【Learn Chinese】Chinese Idioms: The Ultimate Beginner's Guide

Chinese idioms, or chengyu (成语 chéngyǔ), are an essential part of the Chinese language. Read on to discover everything about Chinese idioms.
What are Chinese idioms?
Often called “Chinese idioms” in English, the term for idioms in Chinese, 成语 (chéngyǔ), can be directly translated as “already made words” or “formed words.”
Woven together over thousands of years out of ancient myths, fairy tales, philosophical musings, poetry and folktales, Chinese idioms are a testament to the longevity and continuity of the Chinese language.
How many Chinese idioms are there?
Depending on which source you consult, there are between 5,000 and 20,000 Chinese idioms. Although most are thousands of years old, they are still very much in use in contemporary Chinese.
There are also modern Chinese idioms that have recently popped up in Chinese online communities and Internet chat rooms.
How and when are Chinese idioms used?
Whether used to angrily emphasize a point during an argument, sincerely encourage someone not to quit, or try to show off mastery of the classics, Chinese idioms are bandied about on a daily basis, and some are quite useful for expressing a variety of different meanings.
If you don’t learn at least a few idioms, then many of the nuances of a conversation will pass you by.
The majority of Chinese idioms are composed of four characters. If they refer to a mythical story or historical incident, as many do, they will succinctly paraphrase some of the most important elements of that story or incident, thereby serving as a kind of mnemonic device for students.
Over the course of their education, elementary and high school students in China memorize thousands of idioms as part of their Chinese education.
Chinese idioms and the importance of history
The chéngyǔ 破釜沉舟 (pòfǔ-chénzhōu) transliterates to “break the pots and sink the boats” while 以一当十 (yǐyī-dāngshí) literally means “one to ten.” These idioms are both excellent examples of how essential it is to have a working knowledge of Chinese history in order to understand how to employ a chéngyǔ.

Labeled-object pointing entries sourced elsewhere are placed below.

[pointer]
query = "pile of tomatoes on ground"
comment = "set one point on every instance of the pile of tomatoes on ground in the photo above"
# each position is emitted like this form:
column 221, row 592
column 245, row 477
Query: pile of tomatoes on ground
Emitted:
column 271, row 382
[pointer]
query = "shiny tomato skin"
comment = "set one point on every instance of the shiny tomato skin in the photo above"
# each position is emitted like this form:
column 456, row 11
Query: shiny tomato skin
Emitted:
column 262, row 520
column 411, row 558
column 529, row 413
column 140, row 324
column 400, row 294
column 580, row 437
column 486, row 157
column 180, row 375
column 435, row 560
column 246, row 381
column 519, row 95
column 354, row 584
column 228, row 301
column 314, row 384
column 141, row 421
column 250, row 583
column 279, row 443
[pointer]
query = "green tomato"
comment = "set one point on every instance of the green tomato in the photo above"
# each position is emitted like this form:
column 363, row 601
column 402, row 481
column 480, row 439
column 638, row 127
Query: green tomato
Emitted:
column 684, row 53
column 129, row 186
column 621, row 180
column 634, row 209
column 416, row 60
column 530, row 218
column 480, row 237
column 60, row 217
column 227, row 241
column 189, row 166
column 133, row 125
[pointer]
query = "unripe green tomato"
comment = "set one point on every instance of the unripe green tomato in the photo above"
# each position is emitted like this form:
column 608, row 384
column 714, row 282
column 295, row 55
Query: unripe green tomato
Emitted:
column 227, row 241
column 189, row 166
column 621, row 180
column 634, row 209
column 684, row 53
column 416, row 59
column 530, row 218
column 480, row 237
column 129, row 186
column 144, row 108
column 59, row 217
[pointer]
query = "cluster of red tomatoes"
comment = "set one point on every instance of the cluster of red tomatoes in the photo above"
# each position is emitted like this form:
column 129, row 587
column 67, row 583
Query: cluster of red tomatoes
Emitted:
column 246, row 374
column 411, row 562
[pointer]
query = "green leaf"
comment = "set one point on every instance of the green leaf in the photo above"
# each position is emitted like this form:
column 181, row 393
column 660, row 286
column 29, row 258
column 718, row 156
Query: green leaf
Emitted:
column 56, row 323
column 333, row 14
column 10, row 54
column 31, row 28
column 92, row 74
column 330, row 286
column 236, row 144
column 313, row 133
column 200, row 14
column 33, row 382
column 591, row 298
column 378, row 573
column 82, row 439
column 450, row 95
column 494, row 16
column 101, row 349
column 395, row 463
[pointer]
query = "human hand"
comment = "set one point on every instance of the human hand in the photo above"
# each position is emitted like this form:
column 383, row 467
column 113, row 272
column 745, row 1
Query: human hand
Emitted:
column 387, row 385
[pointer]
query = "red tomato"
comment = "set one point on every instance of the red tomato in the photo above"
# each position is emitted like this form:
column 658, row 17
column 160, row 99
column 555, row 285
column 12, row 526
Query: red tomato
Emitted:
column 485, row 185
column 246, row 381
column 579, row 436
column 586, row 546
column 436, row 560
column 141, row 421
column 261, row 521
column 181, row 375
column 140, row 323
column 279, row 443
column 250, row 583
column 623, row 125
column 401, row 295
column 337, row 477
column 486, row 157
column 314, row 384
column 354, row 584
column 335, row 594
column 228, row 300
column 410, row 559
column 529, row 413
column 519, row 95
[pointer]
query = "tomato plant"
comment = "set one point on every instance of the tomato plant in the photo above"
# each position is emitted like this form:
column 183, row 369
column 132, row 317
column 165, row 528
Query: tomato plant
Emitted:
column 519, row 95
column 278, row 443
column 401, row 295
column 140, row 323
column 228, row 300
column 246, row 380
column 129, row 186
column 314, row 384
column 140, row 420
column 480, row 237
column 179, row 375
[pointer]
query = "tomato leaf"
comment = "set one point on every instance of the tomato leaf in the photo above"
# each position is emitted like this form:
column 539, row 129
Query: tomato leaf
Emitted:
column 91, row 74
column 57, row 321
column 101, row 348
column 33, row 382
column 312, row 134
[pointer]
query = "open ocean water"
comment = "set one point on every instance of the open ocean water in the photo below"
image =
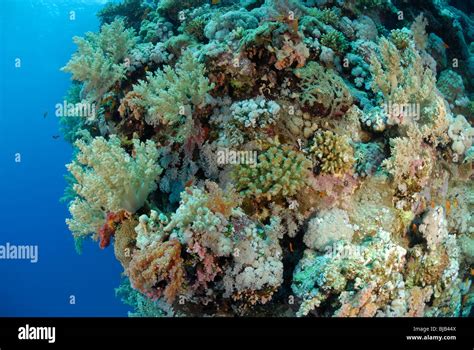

Were these Chinese idioms to be used in isolation among people unfamiliar with their historical roots, they would be nearly impossible to decipher. With some knowledge of their historical background, however, their meanings suddenly reveal themselves.
In the bitterly cold winter of 207 B.C., the commander Xiang Yu was at the head of a ragged force of 50,000 rebels. Their enemy was the Imperial army of the seemingly invincible Qin Empire under the leadership of Zhang Han.
The emperor sent Zhang Han south to put down the rebellion by any means necessary and placed more than 300,000 imperial soldiers under his command. To the shock and horror of his lieutenants, rebel general Xiang Yu decided that instead of hiding and waiting for the Qin forces to hunt him down and destroy his army, he would attack them.
He readied the army for battle and made for the Yellow River. Upon crossing the river, he again horrified his men by ordering that they sink their own ships, destroy their cooking utensils, and bring only enough provisions for 3 days.
The rebel Xiang Yu’s message was clear: victory or death. In the nine engagements that followed, Xiang Yu’s rebel soldiers are said to “each have taken on ten foes.” After losing more than 100,000 of his men, Zhang Han and his imperial troops turned and fled.
Thus, with Xiang Yu’s victory in mind, the meaning of 破釜沉舟 (pòfǔ-chénzhōu) becomes clear. According to Pleco, it means, “reaching a point of no return; to stake everything on success.”
Equally self-evident is the meaning of 以一当十 (yǐyī-dāngshí), which Pleco translates as: “every one of (them, us) is worth ten ordinary people.”
In this way, learning Chinese history will help you master chéngyǔ.